9.25. Anytime Queries
Starting with version 6, Virtuoso offers a partial query evaluation feature that guarantees answers to arbitrary queries within a fixed time. This is intended for use in publicly available SPARQL or SQL end points on large databases. This enforces a finite duration to all queries and will strive to return meaningful partial results. Thus this provides the same security as a transaction timeout but will be more user friendly since results will generally be returned, also for aggregate queries. Outside of a public query service, this may also be handy when exploring a large data set with unknown properties.
The feature is activated with the statement
set result_timeout == <expression>;
The expression should be a count of milliseconds.
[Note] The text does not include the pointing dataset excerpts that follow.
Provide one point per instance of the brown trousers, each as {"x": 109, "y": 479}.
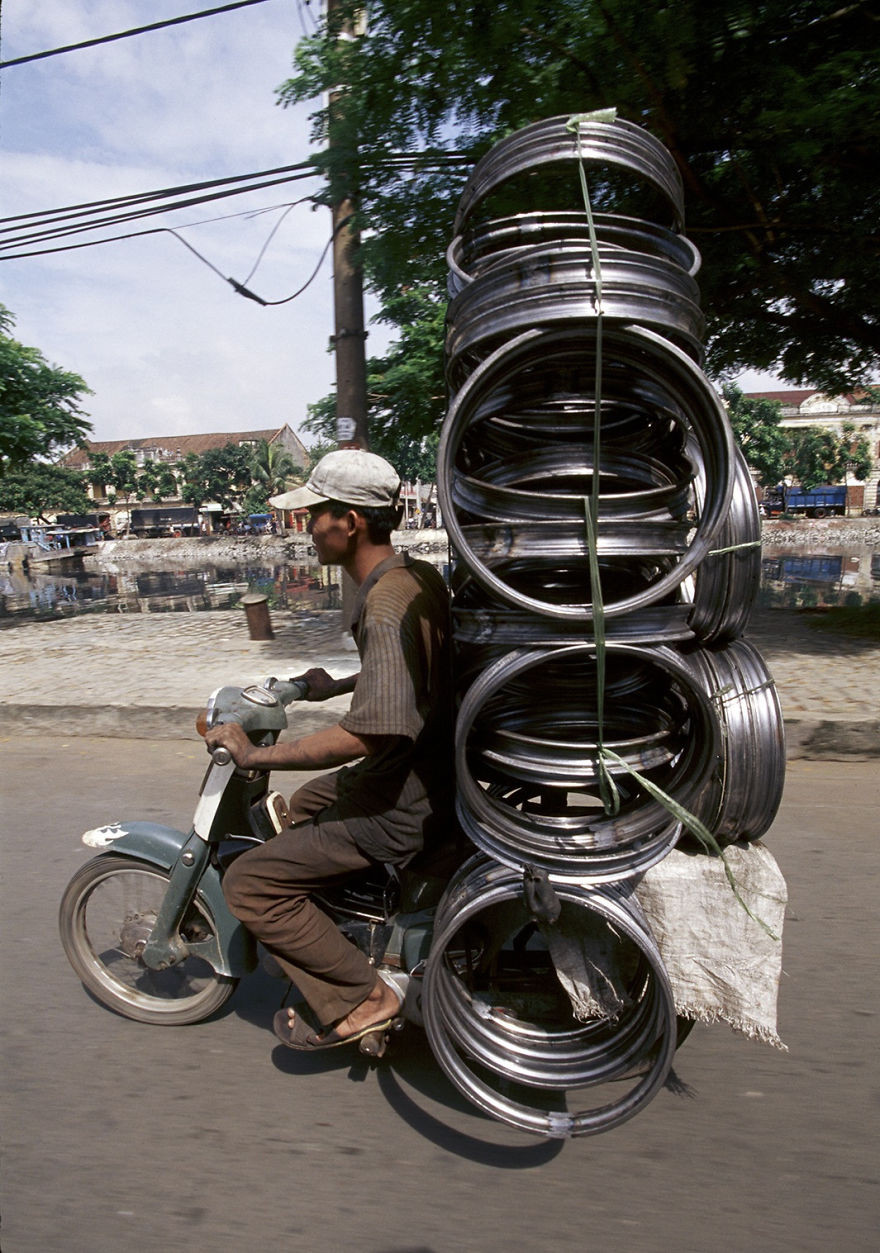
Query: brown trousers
{"x": 268, "y": 889}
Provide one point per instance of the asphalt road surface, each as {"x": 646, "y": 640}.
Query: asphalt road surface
{"x": 214, "y": 1138}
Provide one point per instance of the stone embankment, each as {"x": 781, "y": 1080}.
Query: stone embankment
{"x": 819, "y": 535}
{"x": 246, "y": 550}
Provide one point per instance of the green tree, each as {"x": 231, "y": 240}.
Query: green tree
{"x": 817, "y": 455}
{"x": 219, "y": 474}
{"x": 157, "y": 480}
{"x": 756, "y": 429}
{"x": 39, "y": 404}
{"x": 36, "y": 488}
{"x": 405, "y": 391}
{"x": 273, "y": 470}
{"x": 770, "y": 108}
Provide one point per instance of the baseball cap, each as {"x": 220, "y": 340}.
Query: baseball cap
{"x": 350, "y": 475}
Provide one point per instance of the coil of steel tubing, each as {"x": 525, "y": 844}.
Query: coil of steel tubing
{"x": 485, "y": 632}
{"x": 742, "y": 797}
{"x": 568, "y": 841}
{"x": 468, "y": 253}
{"x": 550, "y": 484}
{"x": 554, "y": 286}
{"x": 559, "y": 405}
{"x": 627, "y": 348}
{"x": 723, "y": 589}
{"x": 618, "y": 144}
{"x": 572, "y": 1055}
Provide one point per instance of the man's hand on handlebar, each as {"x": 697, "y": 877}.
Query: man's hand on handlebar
{"x": 232, "y": 736}
{"x": 321, "y": 686}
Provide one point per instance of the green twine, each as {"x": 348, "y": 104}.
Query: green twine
{"x": 733, "y": 548}
{"x": 608, "y": 790}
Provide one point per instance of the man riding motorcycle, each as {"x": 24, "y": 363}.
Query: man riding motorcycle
{"x": 398, "y": 797}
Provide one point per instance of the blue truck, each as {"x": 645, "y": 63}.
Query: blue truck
{"x": 821, "y": 501}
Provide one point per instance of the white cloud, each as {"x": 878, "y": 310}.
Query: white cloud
{"x": 166, "y": 345}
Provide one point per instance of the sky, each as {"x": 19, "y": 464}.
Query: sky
{"x": 164, "y": 343}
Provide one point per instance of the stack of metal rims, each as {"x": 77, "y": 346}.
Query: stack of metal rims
{"x": 606, "y": 558}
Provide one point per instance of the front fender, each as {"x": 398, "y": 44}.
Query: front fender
{"x": 236, "y": 950}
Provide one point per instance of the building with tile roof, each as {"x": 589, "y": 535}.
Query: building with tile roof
{"x": 800, "y": 407}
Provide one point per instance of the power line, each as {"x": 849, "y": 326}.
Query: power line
{"x": 181, "y": 189}
{"x": 57, "y": 231}
{"x": 30, "y": 228}
{"x": 127, "y": 34}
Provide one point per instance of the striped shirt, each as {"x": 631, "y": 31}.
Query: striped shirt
{"x": 401, "y": 796}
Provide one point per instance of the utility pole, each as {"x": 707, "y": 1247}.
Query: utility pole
{"x": 349, "y": 331}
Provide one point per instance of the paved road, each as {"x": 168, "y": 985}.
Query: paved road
{"x": 212, "y": 1138}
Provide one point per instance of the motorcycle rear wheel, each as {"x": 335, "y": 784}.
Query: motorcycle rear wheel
{"x": 105, "y": 917}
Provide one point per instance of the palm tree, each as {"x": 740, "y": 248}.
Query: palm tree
{"x": 273, "y": 471}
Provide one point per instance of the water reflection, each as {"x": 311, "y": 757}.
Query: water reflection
{"x": 791, "y": 578}
{"x": 795, "y": 579}
{"x": 40, "y": 595}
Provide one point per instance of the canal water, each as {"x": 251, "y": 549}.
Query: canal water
{"x": 40, "y": 595}
{"x": 791, "y": 578}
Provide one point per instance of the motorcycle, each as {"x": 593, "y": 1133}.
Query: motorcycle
{"x": 468, "y": 944}
{"x": 146, "y": 925}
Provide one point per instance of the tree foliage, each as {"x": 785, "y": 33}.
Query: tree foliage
{"x": 156, "y": 481}
{"x": 35, "y": 489}
{"x": 807, "y": 455}
{"x": 273, "y": 470}
{"x": 770, "y": 108}
{"x": 817, "y": 455}
{"x": 39, "y": 404}
{"x": 757, "y": 431}
{"x": 218, "y": 474}
{"x": 405, "y": 391}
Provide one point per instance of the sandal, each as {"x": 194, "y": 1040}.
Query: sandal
{"x": 300, "y": 1035}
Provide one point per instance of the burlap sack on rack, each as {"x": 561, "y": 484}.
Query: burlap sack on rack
{"x": 722, "y": 964}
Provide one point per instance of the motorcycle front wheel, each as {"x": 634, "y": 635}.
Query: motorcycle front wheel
{"x": 107, "y": 915}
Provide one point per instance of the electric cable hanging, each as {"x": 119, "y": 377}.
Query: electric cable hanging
{"x": 127, "y": 34}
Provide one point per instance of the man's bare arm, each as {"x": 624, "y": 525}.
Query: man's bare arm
{"x": 331, "y": 746}
{"x": 322, "y": 686}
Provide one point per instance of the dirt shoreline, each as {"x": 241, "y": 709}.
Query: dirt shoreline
{"x": 815, "y": 535}
{"x": 199, "y": 550}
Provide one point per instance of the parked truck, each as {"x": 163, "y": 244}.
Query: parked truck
{"x": 822, "y": 501}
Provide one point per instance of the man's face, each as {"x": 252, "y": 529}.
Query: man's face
{"x": 331, "y": 536}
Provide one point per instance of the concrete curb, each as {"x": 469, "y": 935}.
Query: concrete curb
{"x": 129, "y": 722}
{"x": 810, "y": 739}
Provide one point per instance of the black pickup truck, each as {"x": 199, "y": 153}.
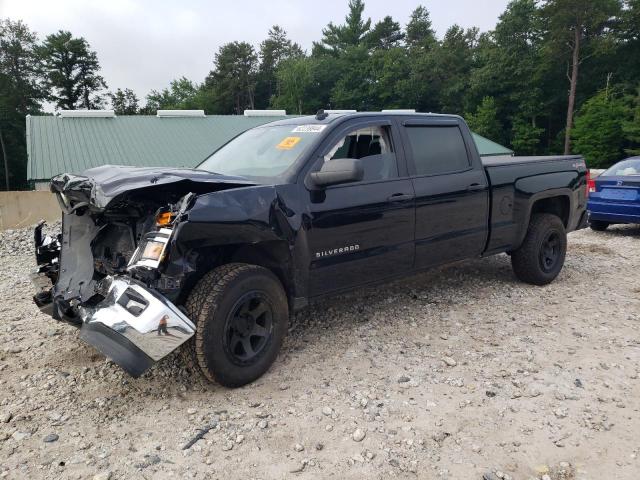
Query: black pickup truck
{"x": 218, "y": 256}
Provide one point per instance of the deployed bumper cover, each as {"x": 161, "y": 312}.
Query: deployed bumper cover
{"x": 134, "y": 326}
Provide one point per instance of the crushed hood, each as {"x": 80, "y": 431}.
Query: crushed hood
{"x": 98, "y": 187}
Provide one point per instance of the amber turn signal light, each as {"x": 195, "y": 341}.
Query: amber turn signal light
{"x": 164, "y": 218}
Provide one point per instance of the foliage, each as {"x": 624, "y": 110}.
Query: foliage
{"x": 273, "y": 51}
{"x": 598, "y": 133}
{"x": 124, "y": 102}
{"x": 232, "y": 82}
{"x": 21, "y": 94}
{"x": 485, "y": 120}
{"x": 512, "y": 81}
{"x": 631, "y": 127}
{"x": 70, "y": 70}
{"x": 181, "y": 94}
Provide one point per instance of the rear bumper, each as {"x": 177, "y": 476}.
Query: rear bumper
{"x": 614, "y": 212}
{"x": 614, "y": 217}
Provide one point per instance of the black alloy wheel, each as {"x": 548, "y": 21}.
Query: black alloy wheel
{"x": 248, "y": 328}
{"x": 550, "y": 251}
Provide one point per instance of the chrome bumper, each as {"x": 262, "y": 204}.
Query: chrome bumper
{"x": 134, "y": 326}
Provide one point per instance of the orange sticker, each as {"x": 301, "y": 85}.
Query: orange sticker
{"x": 288, "y": 143}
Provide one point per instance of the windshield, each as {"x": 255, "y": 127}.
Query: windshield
{"x": 624, "y": 168}
{"x": 262, "y": 152}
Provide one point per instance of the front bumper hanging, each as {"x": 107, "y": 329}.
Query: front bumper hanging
{"x": 133, "y": 325}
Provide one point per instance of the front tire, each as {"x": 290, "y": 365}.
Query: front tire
{"x": 241, "y": 315}
{"x": 541, "y": 256}
{"x": 598, "y": 225}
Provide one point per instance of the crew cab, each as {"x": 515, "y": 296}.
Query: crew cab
{"x": 218, "y": 256}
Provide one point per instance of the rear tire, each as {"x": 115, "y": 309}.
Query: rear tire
{"x": 541, "y": 256}
{"x": 241, "y": 315}
{"x": 598, "y": 225}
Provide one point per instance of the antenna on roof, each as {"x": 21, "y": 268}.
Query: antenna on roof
{"x": 321, "y": 114}
{"x": 265, "y": 113}
{"x": 180, "y": 113}
{"x": 399, "y": 110}
{"x": 340, "y": 111}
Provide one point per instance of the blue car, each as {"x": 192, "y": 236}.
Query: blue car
{"x": 614, "y": 196}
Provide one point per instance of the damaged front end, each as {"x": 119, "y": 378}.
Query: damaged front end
{"x": 102, "y": 272}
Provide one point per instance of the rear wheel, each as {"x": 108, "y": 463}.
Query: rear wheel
{"x": 241, "y": 315}
{"x": 598, "y": 226}
{"x": 541, "y": 256}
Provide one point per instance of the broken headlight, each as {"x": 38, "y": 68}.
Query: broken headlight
{"x": 151, "y": 250}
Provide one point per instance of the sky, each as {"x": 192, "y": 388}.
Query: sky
{"x": 144, "y": 44}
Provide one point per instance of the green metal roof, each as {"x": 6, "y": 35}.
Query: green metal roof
{"x": 56, "y": 145}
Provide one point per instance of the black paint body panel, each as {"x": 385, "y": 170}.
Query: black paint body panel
{"x": 321, "y": 241}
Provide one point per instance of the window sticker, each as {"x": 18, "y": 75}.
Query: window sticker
{"x": 308, "y": 129}
{"x": 288, "y": 143}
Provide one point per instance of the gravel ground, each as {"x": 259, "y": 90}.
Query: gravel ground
{"x": 458, "y": 373}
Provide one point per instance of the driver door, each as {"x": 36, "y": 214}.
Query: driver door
{"x": 362, "y": 232}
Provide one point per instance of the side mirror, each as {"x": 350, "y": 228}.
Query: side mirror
{"x": 337, "y": 171}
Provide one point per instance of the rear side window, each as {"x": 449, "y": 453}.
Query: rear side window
{"x": 437, "y": 150}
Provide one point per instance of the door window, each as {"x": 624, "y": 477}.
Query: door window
{"x": 372, "y": 145}
{"x": 437, "y": 150}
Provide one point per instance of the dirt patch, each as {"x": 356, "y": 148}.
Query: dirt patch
{"x": 458, "y": 373}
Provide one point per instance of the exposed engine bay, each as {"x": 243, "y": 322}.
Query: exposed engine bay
{"x": 103, "y": 272}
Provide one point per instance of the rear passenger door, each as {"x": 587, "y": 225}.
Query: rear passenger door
{"x": 452, "y": 194}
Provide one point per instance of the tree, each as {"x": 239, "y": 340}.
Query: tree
{"x": 419, "y": 31}
{"x": 598, "y": 132}
{"x": 385, "y": 34}
{"x": 525, "y": 136}
{"x": 232, "y": 82}
{"x": 21, "y": 94}
{"x": 182, "y": 94}
{"x": 631, "y": 127}
{"x": 485, "y": 120}
{"x": 274, "y": 50}
{"x": 124, "y": 102}
{"x": 294, "y": 81}
{"x": 449, "y": 66}
{"x": 337, "y": 38}
{"x": 575, "y": 26}
{"x": 71, "y": 72}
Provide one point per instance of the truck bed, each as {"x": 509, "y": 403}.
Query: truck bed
{"x": 505, "y": 160}
{"x": 515, "y": 183}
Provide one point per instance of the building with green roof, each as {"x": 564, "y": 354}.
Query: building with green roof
{"x": 75, "y": 141}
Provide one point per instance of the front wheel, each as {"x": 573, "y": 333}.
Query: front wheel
{"x": 598, "y": 226}
{"x": 241, "y": 316}
{"x": 541, "y": 256}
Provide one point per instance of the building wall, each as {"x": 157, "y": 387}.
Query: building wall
{"x": 24, "y": 209}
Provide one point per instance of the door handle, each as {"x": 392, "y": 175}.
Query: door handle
{"x": 400, "y": 197}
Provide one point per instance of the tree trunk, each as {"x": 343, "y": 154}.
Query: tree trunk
{"x": 572, "y": 91}
{"x": 6, "y": 162}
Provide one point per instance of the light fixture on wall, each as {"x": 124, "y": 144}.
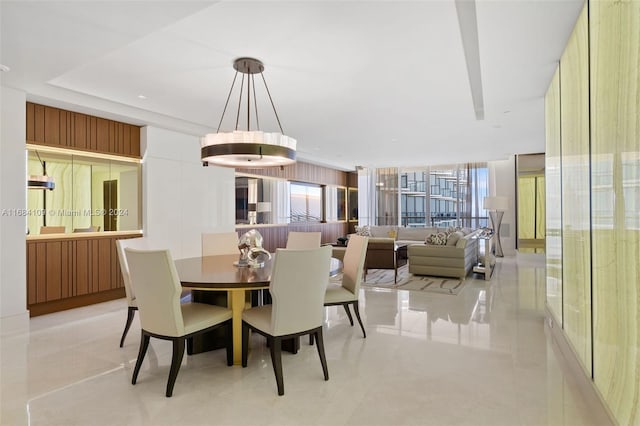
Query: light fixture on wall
{"x": 41, "y": 181}
{"x": 248, "y": 148}
{"x": 496, "y": 206}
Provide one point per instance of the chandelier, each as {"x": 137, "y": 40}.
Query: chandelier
{"x": 248, "y": 148}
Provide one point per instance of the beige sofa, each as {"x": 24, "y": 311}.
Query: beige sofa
{"x": 401, "y": 234}
{"x": 451, "y": 260}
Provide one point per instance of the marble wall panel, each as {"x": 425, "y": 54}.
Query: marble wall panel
{"x": 553, "y": 181}
{"x": 576, "y": 247}
{"x": 615, "y": 165}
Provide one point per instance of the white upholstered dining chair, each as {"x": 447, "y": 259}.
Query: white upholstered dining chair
{"x": 347, "y": 291}
{"x": 220, "y": 243}
{"x": 303, "y": 240}
{"x": 298, "y": 282}
{"x": 154, "y": 277}
{"x": 132, "y": 306}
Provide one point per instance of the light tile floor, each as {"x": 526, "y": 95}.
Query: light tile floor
{"x": 482, "y": 357}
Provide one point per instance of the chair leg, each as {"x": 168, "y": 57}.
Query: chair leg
{"x": 176, "y": 361}
{"x": 276, "y": 360}
{"x": 229, "y": 342}
{"x": 245, "y": 343}
{"x": 346, "y": 308}
{"x": 356, "y": 309}
{"x": 131, "y": 312}
{"x": 323, "y": 359}
{"x": 144, "y": 344}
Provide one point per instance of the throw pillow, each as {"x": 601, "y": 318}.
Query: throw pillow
{"x": 364, "y": 231}
{"x": 437, "y": 239}
{"x": 454, "y": 237}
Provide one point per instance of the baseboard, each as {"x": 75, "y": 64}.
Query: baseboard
{"x": 569, "y": 361}
{"x": 18, "y": 323}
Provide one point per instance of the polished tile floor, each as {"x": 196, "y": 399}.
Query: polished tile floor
{"x": 483, "y": 357}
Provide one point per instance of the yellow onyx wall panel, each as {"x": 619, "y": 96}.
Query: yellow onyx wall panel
{"x": 553, "y": 239}
{"x": 615, "y": 165}
{"x": 576, "y": 249}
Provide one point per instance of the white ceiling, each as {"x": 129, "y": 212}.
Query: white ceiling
{"x": 370, "y": 83}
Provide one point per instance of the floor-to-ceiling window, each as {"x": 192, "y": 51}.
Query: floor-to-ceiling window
{"x": 444, "y": 196}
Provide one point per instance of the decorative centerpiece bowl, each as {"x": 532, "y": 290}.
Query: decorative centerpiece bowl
{"x": 252, "y": 254}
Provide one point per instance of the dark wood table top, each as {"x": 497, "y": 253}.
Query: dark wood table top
{"x": 220, "y": 273}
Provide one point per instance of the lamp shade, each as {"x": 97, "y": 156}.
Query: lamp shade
{"x": 496, "y": 203}
{"x": 264, "y": 206}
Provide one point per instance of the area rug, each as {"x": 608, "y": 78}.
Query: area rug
{"x": 383, "y": 278}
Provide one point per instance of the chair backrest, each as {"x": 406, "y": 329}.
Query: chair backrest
{"x": 154, "y": 277}
{"x": 220, "y": 243}
{"x": 138, "y": 243}
{"x": 353, "y": 263}
{"x": 298, "y": 282}
{"x": 303, "y": 240}
{"x": 52, "y": 230}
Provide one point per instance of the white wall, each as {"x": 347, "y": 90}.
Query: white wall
{"x": 181, "y": 198}
{"x": 13, "y": 172}
{"x": 502, "y": 176}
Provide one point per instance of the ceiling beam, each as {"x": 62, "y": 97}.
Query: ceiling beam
{"x": 468, "y": 23}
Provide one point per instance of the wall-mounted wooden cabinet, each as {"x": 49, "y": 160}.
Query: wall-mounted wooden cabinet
{"x": 60, "y": 128}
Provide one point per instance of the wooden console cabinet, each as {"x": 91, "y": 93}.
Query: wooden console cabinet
{"x": 70, "y": 270}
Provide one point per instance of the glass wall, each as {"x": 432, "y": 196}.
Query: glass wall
{"x": 90, "y": 194}
{"x": 444, "y": 196}
{"x": 265, "y": 200}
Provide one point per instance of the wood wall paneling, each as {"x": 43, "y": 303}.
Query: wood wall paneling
{"x": 66, "y": 273}
{"x": 615, "y": 166}
{"x": 576, "y": 250}
{"x": 61, "y": 128}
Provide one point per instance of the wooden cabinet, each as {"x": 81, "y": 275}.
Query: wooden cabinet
{"x": 66, "y": 272}
{"x": 66, "y": 129}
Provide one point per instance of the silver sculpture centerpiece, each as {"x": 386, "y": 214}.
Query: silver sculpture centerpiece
{"x": 252, "y": 254}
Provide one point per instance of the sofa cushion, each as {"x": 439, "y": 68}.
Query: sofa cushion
{"x": 453, "y": 238}
{"x": 414, "y": 234}
{"x": 364, "y": 231}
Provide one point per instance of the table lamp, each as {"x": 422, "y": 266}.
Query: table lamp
{"x": 496, "y": 206}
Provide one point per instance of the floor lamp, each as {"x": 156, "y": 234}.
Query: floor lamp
{"x": 496, "y": 206}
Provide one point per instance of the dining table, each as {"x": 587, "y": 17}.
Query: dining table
{"x": 220, "y": 273}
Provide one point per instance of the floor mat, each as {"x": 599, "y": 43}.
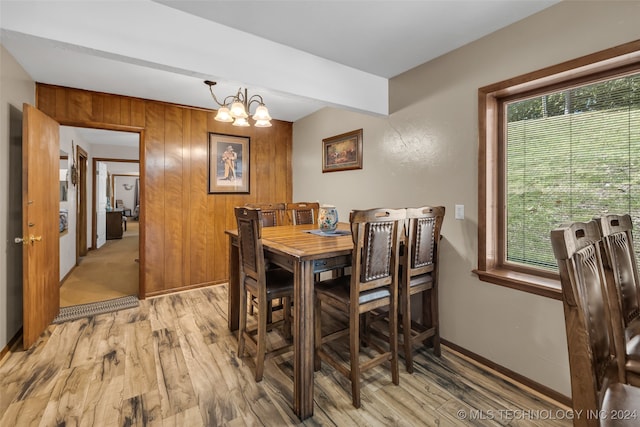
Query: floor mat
{"x": 85, "y": 310}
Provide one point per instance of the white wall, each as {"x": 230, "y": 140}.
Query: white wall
{"x": 16, "y": 87}
{"x": 121, "y": 192}
{"x": 426, "y": 152}
{"x": 68, "y": 239}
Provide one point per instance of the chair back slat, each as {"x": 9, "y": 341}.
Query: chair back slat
{"x": 617, "y": 233}
{"x": 423, "y": 236}
{"x": 251, "y": 252}
{"x": 587, "y": 319}
{"x": 303, "y": 212}
{"x": 272, "y": 213}
{"x": 376, "y": 234}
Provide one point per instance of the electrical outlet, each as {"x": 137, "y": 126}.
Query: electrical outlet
{"x": 459, "y": 214}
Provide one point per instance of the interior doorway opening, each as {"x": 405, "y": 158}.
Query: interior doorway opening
{"x": 96, "y": 267}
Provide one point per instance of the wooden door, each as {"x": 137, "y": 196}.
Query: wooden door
{"x": 101, "y": 204}
{"x": 40, "y": 222}
{"x": 81, "y": 229}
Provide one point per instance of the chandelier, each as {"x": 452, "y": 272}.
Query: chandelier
{"x": 235, "y": 108}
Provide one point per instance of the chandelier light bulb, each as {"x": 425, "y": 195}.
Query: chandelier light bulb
{"x": 261, "y": 113}
{"x": 238, "y": 111}
{"x": 263, "y": 124}
{"x": 241, "y": 121}
{"x": 224, "y": 115}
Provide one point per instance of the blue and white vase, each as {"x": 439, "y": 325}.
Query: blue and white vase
{"x": 328, "y": 218}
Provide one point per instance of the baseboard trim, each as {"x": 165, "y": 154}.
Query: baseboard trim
{"x": 518, "y": 378}
{"x": 13, "y": 342}
{"x": 182, "y": 289}
{"x": 66, "y": 276}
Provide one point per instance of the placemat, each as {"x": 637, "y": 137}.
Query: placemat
{"x": 329, "y": 234}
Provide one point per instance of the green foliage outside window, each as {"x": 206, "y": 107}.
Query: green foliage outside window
{"x": 571, "y": 155}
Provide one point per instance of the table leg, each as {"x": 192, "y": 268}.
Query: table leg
{"x": 303, "y": 340}
{"x": 234, "y": 285}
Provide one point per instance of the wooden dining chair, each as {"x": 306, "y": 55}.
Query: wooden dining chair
{"x": 262, "y": 286}
{"x": 372, "y": 284}
{"x": 303, "y": 212}
{"x": 419, "y": 275}
{"x": 596, "y": 386}
{"x": 624, "y": 292}
{"x": 272, "y": 213}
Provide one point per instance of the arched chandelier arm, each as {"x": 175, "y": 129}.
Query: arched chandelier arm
{"x": 240, "y": 104}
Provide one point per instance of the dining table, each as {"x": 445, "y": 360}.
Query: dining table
{"x": 305, "y": 251}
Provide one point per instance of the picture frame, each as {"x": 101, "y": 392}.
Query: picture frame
{"x": 229, "y": 164}
{"x": 342, "y": 152}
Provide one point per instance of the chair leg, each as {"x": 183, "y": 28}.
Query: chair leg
{"x": 286, "y": 313}
{"x": 243, "y": 318}
{"x": 406, "y": 330}
{"x": 354, "y": 344}
{"x": 261, "y": 346}
{"x": 393, "y": 338}
{"x": 317, "y": 363}
{"x": 433, "y": 320}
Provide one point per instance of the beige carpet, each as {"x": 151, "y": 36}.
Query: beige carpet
{"x": 106, "y": 273}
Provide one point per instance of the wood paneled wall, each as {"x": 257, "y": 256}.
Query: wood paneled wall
{"x": 182, "y": 240}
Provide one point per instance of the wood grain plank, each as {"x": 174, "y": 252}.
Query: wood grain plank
{"x": 111, "y": 109}
{"x": 173, "y": 208}
{"x": 79, "y": 105}
{"x": 176, "y": 389}
{"x": 154, "y": 198}
{"x": 200, "y": 219}
{"x": 140, "y": 374}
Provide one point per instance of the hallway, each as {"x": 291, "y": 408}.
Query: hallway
{"x": 107, "y": 273}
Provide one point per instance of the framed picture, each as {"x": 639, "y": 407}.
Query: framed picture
{"x": 228, "y": 164}
{"x": 342, "y": 152}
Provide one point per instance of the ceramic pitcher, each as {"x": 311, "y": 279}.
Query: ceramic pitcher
{"x": 328, "y": 218}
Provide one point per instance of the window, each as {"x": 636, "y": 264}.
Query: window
{"x": 561, "y": 144}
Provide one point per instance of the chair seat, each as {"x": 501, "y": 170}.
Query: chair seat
{"x": 337, "y": 292}
{"x": 279, "y": 283}
{"x": 420, "y": 283}
{"x": 618, "y": 399}
{"x": 632, "y": 335}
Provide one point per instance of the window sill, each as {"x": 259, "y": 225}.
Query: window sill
{"x": 543, "y": 286}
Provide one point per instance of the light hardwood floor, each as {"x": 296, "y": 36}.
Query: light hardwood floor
{"x": 173, "y": 362}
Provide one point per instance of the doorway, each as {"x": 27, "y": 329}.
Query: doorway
{"x": 109, "y": 271}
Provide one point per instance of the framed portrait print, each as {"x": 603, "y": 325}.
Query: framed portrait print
{"x": 228, "y": 164}
{"x": 342, "y": 152}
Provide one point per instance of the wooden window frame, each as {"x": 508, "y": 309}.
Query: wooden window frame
{"x": 492, "y": 266}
The scope of the setting is the connection, thus it remains in effect past the return of the calling procedure. Setting the timeout to 0 returns to the default state of having no limit on query run time and always returning complete results. The initial value of the timeout is 0. On a web server thread, the timeout is reset to 0 at the start of processing each new request header.
After a query or cursor has exceeded the running time, it is reset. In the event of the reset occurring inside an aggregation, the part of the query that produces rows for the aggregation is terminated, the timeout is reset and the query continues by using the aggregated results that were obtained before the first timeout. If there is again a timeout, the present aggregation is reset and the query gets another lease on life for processing the results accumulated so far. Thus, a query which has a select, a group by and an order by can consume at most three timeouts. One for producing the aggregated rows, another for sorting them and finally a third for returning them to a client or iterating over them in a stored procedure.
If the timeout occurs outside an aggregation, the result set is simply truncated.
The fact of a query returning partial results is indicated by the result set ending with a S1TAT SQL state. If the result set is read to end without this state being signalled, the results are complete and the query was not interrupted. If the result set is not consumed to end, the client cannot be sure of its completeness.
The error message associated with the S1TAT state contains the human readable version of the output of db_activity () for the query. If result_timeout is non-zero, the opening of a cursor or execution of a query on a client connection or with the exec () function will reset the client resource consumption counters automatically. This is done so as to have the resource consumption statistics for the error message scoped to the query. To get the exact counts, the application may call db_activity (1) in the same procedure. If this is called on a client server connection with the timeout on, the counts will be reset before db_activity () is called.
The resolution of the timeout is fairly low, timeouts are checked every two seconds with default settings.
A query cannot set a timeout from inside itself. Only a stored procedure or a top level statement on a client connection can do this.
A request to SPARQL web service endpoint may specify the timeout as an additional &timeout=<milliseconds> parameter. The parameter value should be equal to or greater than 1000, otherwise it will be ignored. If SPARQL Virtuoso configuration file contains MaxQueryExecutionTime parameter and its value is greater than or equal to 1000 then the actual "anytime" timeout is the minimum of the requested value and the value in the configuration file.
The current standard of SPARQL protocol does not provide any support for partial results. When a SPARQL query ends with S1TAT state, the returned HTTP header contains four additional rows, X-SQL-State: , X-SQL-Message: , X-Exec-Milliseconds: and X-Exec-DB-Activity: ; the returned document is formatted according to the requested MIME type as if the result is complete.